128x128        0.18ms


256x256        0.7ms


512x512        2.7ms





No problem there. So then I timed the geometry plotting code, which plots a vertex array containing two triangles. All the calls were immeasurably fast except for glDrawArrays:





Texture Size   Draw Array Time


128x128        3.2ms


256x256        15ms


512x512        25ms





If I don’t upload a new texture this call is immeasurably fast.





I’d assumed that the big performance hit was uploading the texture, but it looks like it’s actually in plotting the geometry. Can anyone give me some guidance on what’s going on, and what I could do about it? I’d guess the texture upload has messed up the pipeline, but I didn’t expect to see such a massive hit proportional to the size of the texture. Possibly this is my ignorance of OGL-ES. I’m using the 1.1 vertex shader by the way.





One final thought. I’m forced to use a R5G6B5 framebuffer due to issues between the SGX driver and the latest omap DSS driver. The textures are RGBA - there’s no way to upload in R5G6B5 that I’m aware of. Could there be some issue with translation?





Any suggestions appreciated.





Cheers





Rob





OpenGL loads textures in a lazy fashion - that is, the actual loading of the texture to be used doesn’t occur until the texture is used. In this case it doesn’t happen until the call to glDrawArrays that you’ve measured. When you call this again with the same texture there is no load overhead and so the call is, as you say, immeasurably fast.





During the texture load the data is optimized for the GPU by the drivers which is why you’re CPU bandwidth is being used up. Sadly, there is no way to bypass this through GL. It may be worth contacting Texas Instruments about an alternative path for this issue.





I’m not sure what you mean by there being no way to upload RGB565. There is code in our PVRTools that does just that - it’s just another texture format supported by GL. If you’re producing RGBA8888 data you will need to convert this to RGB565 first (I posted about this here: https://www.imgtec.com/forum/forum_posts.asp?TID=227). PVRTexTool will generate all of the OpenGL texture formats so you can use this to examine the quality of image you’ll be achieving on your development machine and see which formats are available. Using lower bandwidth texture formats is generally a performance win, but I’m not certain you will see a great improvement here, however.





Hi Gordon, I wonder if you could answer a couple of questions for me…





We have a project which we are writing for the entire iPhone range. We have texture uploading pretty much about where we want it on the 3GS, and are getting there with the earlier iPhone / iPods.





I have read pretty much all the info out there wrt to texture uploads, and the problems people are facing, so am fairly familiar with the problems / methods you all describe above.
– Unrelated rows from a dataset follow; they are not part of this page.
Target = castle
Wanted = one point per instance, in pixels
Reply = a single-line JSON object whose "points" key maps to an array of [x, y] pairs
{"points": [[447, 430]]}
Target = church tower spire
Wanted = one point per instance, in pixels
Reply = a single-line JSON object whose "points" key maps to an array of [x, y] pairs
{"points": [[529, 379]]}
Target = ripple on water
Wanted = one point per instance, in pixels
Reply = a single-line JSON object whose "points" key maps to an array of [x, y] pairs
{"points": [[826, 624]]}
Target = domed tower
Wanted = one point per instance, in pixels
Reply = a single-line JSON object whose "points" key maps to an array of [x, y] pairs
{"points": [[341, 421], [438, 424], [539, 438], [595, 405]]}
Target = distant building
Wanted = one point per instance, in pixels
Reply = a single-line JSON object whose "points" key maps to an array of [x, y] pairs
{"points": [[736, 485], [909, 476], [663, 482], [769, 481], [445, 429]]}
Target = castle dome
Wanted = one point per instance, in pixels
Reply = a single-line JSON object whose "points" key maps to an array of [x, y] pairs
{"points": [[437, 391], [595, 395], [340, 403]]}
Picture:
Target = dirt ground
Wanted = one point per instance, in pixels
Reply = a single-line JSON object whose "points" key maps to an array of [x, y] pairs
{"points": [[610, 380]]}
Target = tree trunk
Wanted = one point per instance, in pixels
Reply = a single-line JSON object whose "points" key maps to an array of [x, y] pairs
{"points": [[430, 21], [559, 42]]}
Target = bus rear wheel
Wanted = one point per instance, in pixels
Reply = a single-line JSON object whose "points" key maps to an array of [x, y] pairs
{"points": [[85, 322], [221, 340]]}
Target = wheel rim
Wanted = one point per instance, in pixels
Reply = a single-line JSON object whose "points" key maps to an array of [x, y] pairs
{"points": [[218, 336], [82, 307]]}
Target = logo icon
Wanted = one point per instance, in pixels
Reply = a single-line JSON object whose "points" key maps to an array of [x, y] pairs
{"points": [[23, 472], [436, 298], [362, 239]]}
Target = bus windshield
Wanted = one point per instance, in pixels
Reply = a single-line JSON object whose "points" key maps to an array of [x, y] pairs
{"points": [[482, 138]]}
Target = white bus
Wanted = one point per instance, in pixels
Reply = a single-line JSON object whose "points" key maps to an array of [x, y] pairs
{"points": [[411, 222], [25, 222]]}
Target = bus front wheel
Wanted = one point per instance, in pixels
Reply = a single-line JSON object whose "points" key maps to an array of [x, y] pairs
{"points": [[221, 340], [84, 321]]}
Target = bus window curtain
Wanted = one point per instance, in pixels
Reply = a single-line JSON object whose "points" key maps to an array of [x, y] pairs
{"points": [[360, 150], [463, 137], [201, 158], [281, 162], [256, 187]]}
At the moment we are uploading 16px16p texture tiles in 4x4 batches, so 64px64p blocks. These are either in RGB888 or RGBA8888 format. By staging uploads and batching etc. we have managed to smooth this on the GLES1.1 iPhone / iPods.





What I was wondering is if there is any advantage (other than the small reduction in bandwidth) to using a different format for the data, say RGB565?





Are there any formats that are considered “more native”, and therefore take less swizzling at upload? We have plenty of CPU time to spare on formatting the data better for the GPU.





One thing I did notice but have not investigated fully is that RGB seems to take more swizzling time when we profile the app, than RGBA. Are we imagining this, or is this expected behaviour?





Or is there any other trick such as somehow drawing to a separate framebuffer and using the texture from there the next frame to render on the main framebuffer? That last one is pretty out there, but we came up with it when wondering if anything can go on asynchronously when it’s not affecting the main view (or contexts) tiling…





Any hints / tips / suggestions welcome.


Thanks.

FWIW I have obtained a 25% increase in overall texture upload speed using the rough method I outlined in my last post. If anyone is interested in how to do this let me know.

I am doing glCompressedTexImage2D for pvrtc (either 4bpp or 2bpp) of 1024x1024 pixels on MBX (iPhone 3G). There are thousands of tiles. The performance is very good. User won’t see any delay during panning and zooming operations to load tiles.
Not sure if how it will go on OMAP3’s SGX. But I guess it would be better.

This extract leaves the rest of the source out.